A partir dali, a sua carreira engrenou. No ano seguinte, foi parar no Goiânia, que já o tinha rejeitado anos atrás. Antes de atuar no Goiás, em 2017, ainda foi defender o Goianésia. Detalhe: não havia pagamento e ali, pela primeira vez, ouviu que era “peladeiro” em tom de depreciação.
– Joguei a Divisão de Acesso, com todos me criticando e achando que eu não conseguiria. Levantava 3h da manhã para orar. Me chamavam para sair, tomar cerveja, mas eu falava que preferia ler a Bíblia. As pessoas riam de mim, mas não sabiam que o Deus que eu servia era grande. Depois, fui para o Goianésia, orei do dia 15 até o dia 23, direto. Conversei com Deus, pedi uma oportunidade, que apareceu, e eu questionei: “É essa a oportunidade que tem para mim?” (risos). Fui para lá sem receber nada, nada, nada… Nem sequer R$ 1. Joguei, ninguém achava que eu ia jogar. Falavam: “Aquele peladeiro vai para o Goianésia e ser igual estilingue, ir e voltar”. E hoje estou aqui. Estou tendo a oportunidade de mostrar que tudo é possível. Todos podem ter chance na vida, basta quererem – disse Michael.
‘Falavam: Aquele peladeiro vai para o Goianésia e ser igual estilingue, ir e voltar’
sua resistência foi ainda maior quanto à vida pessoal. Quando ainda não engrenava no mundo da bola, Michael passou a ser usuário de maconha e cocaína. Chegou a ser ameaçado de morte, inclusive com arma de fogo e na porta de sua casa, mais de uma vez por dívidas. Também para a Goiás TV, usou a história bíblica de David e Golias para simbolizar as suas lutas diárias.
– Comigo é igual David e Golias. Falavam: “Olha o tamaninho dele”. E David venceu, né? (risos). Assim sou eu na minha vida, enfrentando um Golias por dia. A cada dia vou matando um.

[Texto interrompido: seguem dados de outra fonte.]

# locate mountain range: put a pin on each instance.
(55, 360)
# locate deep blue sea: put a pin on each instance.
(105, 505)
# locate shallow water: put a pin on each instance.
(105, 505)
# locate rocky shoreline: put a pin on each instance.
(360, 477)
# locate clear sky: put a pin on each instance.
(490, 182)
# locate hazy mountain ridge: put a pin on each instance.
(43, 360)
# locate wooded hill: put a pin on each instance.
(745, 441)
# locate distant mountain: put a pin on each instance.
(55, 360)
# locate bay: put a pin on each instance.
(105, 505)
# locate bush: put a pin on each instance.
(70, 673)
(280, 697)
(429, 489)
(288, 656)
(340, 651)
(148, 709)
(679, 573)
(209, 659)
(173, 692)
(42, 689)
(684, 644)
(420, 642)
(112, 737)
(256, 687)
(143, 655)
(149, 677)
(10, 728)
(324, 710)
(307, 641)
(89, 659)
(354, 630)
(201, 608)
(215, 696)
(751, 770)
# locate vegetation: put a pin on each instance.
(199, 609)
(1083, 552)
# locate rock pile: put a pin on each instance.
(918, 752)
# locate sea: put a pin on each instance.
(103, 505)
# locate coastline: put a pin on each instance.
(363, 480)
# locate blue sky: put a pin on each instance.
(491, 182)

No Flamengo, Michael traz novamente desconfiança de parte da opinião pública, sobretudo pelas altas cifras envolvidas na negociação (cerca de R$ 34 milhões). Ou seja, nada mudará: o “David de Poxoréu” seguirá tendo que ser resistente às pressões inerentes à profissão que escolheu. Mas, além da ótima performance no Goiás, chega ao Flamengo blindado pela fé em sua religião e em si para”viajar para o mundo”.